A Well-Paid Army Keeps Careful Watch Over China’s Internet

Routine tasks to monitor public opinion in China are well-paid and come with professional training.
A Well-Paid Army Keeps Careful Watch Over China’s Internet
This photo taken on May 12, 2011 shows people at an Internet cafe in Beijing. There are around two million public opinion analysts monitoring people's online speech, Chinese official media says. (Gou Yige/AFP/Getty Images)
10/7/2013
Updated:
10/7/2013

It has been a matter of public knowledge – and energetic, often amusing ridicule in China – for years now that the Chinese Communist Party employs an army of Internet censors and spies to keep tabs on and control expression on the Internet.

Now the regime has admitted to employing at least two million of these personnel: the role is known as a “public opinion analyst,” and according to the regime, it’s a career path that they would like more people to embark on. Official trainings for professional public opinion analysts will be held this month, according to Chinese media.

“We mainly monitor the Internet on behalf of Party leaders,” said Shan Xuegang, deputy secretary of the regime’s Public Opinion Monitoring Office, in an interview with Beijing News. In the same interview, Beijing News, which is state controlled, disclosed the two million figure. Shan’s clients come from all levels of the Party and government, as well as state-run enterprises, Beijing News said. 

The focus for public opinion monitors is now on social media: platforms like Weibo (a Twitter-like websote), the comments sections on news websites, and other fora where Chinese citizens may express themselves online. The material is compiled and then reported up the line. 

Serving the Client

“Sit in front of the computer every day; input keywords set by clients; monitor negative public opinions about them; compile the information; report it to the clients,” said Tang Xiaotao, describing the job as a public opinion analyst that he held for about six months. 

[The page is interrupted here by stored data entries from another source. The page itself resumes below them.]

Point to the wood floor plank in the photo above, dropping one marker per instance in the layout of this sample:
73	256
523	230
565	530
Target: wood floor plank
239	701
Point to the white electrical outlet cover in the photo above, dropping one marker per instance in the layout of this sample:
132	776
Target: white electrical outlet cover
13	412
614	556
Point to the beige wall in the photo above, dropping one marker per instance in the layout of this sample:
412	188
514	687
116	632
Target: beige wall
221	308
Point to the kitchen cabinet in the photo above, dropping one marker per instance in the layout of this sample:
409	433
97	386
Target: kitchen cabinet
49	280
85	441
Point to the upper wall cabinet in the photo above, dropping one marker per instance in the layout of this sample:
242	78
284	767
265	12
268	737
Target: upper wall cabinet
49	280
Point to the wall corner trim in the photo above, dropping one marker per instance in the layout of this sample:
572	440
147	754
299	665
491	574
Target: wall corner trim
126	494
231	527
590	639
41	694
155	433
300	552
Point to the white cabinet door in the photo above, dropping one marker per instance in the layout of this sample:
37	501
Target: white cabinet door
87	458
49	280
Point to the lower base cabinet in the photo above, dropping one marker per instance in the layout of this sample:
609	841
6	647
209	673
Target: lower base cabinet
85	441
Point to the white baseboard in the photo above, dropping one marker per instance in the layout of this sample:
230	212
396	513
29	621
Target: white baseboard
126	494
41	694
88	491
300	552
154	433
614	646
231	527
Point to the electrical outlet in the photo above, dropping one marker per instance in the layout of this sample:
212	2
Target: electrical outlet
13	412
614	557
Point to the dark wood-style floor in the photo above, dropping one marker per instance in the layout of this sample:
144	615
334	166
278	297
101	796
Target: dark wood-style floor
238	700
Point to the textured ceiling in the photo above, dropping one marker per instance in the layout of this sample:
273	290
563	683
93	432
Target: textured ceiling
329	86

As well as employing their own staff, the Chinese regime also outsources surveillance functions to companies such as that Tang worked for.

The monitoring software usually costs from between 50,000 yuan ($8,000) to several million yuan; the one his company used cost three million yuan ($490,077), he said. 

Armed with a sense of what the public thinks, clients – that is, Party agencies – can take countermeasures. An example, Tang said, was when the H7N9 bird flu epidemic broke out earlier this year. 

“Netizens started to post about the bird flu online. So we reported that,” Tang said. “The provincial leaders thought it would have bad influence if we let the public opinion keep on going. So they decided to tell the media to limit reporting about it.”

Some companies advertise their ability to monitor the Internet 24 hours a day; others are able to delete negative opinions as soon as they appear. 

Online Fury

Chinese Internet users, as would be expected, were incensed at the news. “Such action gives a lot of security to corrupt officials,” said Qia Benke. Netizens have been extremely active in uncovering and highlighting the malfeasance of Chinese officials, and such restrictions stifle such exposes, he said. 

“May I ask on what law the deletion of online speech is based?” queried university instructor Zhang Bo.  

He Qinglian, a Chinese economic and political commentator, wrote in a commentary in Voice of America: “The difference between this and other industries in society is that its purpose is to strengthen political control. The specialty of this industry is that it consumes social wealth, but doesn’t create any value.”

She added: “In China, these jobs are funded with taxes, but the work goes against the taxpayer.” 

Comfortable Wages

Public opinion analysts are paid according to their experience, reports China Radio Network, a state mouthpiece. The lowest receive a salary of between 6,000 yuan ($980) and 8,000 yuan ($1,300) each month, the report said. That would constitute a very respectable income in most parts of China.

October training sessions, held by the People’s Daily, the Communist Party’s mouthpiece newspaper, will equip Internet monitors with ways of “analyzing and judging public opinion,” as well as “public opinion crisis management.” 

Attendees will need to pass an exam before they receive their certificate and become a professional public opinion monitor.

Political Tasks

Sometimes, monitors also have their role expanded to take care of sensitive political tasks for the Communist Party, too.

In 2009, the Henan Polytechnic University wrote in training notice for its “administration and security information staff” that they had grown by fivefold — to 103 personnel since 2002 — and that their new roles included “paying very close attention” to the activities of practitioners of Falun Gong, a persecuted spiritual group, on the Internet, and recording their activities.